Loosely speaking, probability distributions are maps that assign a probability measure to an outcome. (The probability measure of an outcome refers to the odds of that outcome occurring.) Probability distribution functions (pdf's) provide an analytical method for assigning probability measures to outcomes. Some standard distribution functions include
The Gaussian distribution for continuous-valued variables,
The Bernoulli distribution for binary variables,
etc. One will notice that these distribution functions have an unknown value, which we refer to as the parameter of that distribution function. These parameters largely influence the probability distribution function, changing its shape, position, and scale significantly. In the case of the Gaussian distribution, the mean and variance controlled the location and shape of the bell curve. In the case of the Bernoulli distribution, the parameter would control the weight of the probability of one variable. Thus, probability distributions are characterized by a set of values referred to as their parameters.

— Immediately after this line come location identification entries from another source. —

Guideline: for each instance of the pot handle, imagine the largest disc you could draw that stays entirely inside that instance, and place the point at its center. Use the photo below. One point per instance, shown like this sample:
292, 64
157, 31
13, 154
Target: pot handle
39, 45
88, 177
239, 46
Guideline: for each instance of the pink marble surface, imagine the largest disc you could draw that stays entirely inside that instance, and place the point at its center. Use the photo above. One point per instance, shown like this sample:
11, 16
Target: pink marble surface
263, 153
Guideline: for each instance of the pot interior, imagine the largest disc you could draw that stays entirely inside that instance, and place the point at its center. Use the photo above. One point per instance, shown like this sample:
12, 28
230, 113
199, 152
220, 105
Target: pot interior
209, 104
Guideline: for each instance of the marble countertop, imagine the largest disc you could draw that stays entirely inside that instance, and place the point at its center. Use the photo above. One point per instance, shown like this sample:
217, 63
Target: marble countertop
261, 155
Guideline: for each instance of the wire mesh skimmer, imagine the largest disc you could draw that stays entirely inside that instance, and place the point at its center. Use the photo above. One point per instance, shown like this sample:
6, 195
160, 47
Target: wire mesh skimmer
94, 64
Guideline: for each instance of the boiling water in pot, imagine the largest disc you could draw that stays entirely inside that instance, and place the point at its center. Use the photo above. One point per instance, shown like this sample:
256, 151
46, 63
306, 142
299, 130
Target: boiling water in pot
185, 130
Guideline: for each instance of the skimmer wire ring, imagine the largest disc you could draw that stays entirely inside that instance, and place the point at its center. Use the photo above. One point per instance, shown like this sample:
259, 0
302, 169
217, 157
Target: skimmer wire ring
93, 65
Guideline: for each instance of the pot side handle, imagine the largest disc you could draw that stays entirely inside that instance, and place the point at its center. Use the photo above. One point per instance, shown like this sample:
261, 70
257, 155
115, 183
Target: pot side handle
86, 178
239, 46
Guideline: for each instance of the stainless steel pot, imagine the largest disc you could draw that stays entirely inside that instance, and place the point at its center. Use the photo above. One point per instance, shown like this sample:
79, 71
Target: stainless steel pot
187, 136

Probability distribution functions with variable parameters represent a family of distributions.
Now that we have our basic concepts cleared, it will be easy to define a relationship between the two. However, our initial statement that neural networks represent probability distributions needs a slight modification. Technically, neural networks parameterize probability distributions. The output of a neural network is used as the parameters in a given probability distribution. The family of distributions that the neural network parameterizes mainly depends on the architecture of the neural network and the loss function used to train it.
For example, if we were to consider the task of classifying whether a car is present in a given image, let us assume that the neural network outputs a single scalar value whose range is from 0 to 1 (1-> Car is present in the image, 0-> Car is not present in the image). Since the two events are mutually exhaustive, we can assume the neural network is parameterizing a Bernoulli distribution, that is, it outputs the value p
. Given p
, we can plug it into the Bernoulli distribution function and determine the mode of the distribution, thus obtaining our answer.
In the event that the output is a real number, the neural network would most likely parameterize a Gaussian distribution. Given that its mean, median, and mode are the same, determining only the mean as a parameter is enough. Similarly, by imposing suitable constraints, we can make the neural network explicitly parameterize the distribution we want.
Thus, this article has explored the relation between neural networks and probability as promised. As a bonus, we also discovered a new perspective on randomness and why incorporating it in deep learning is so important.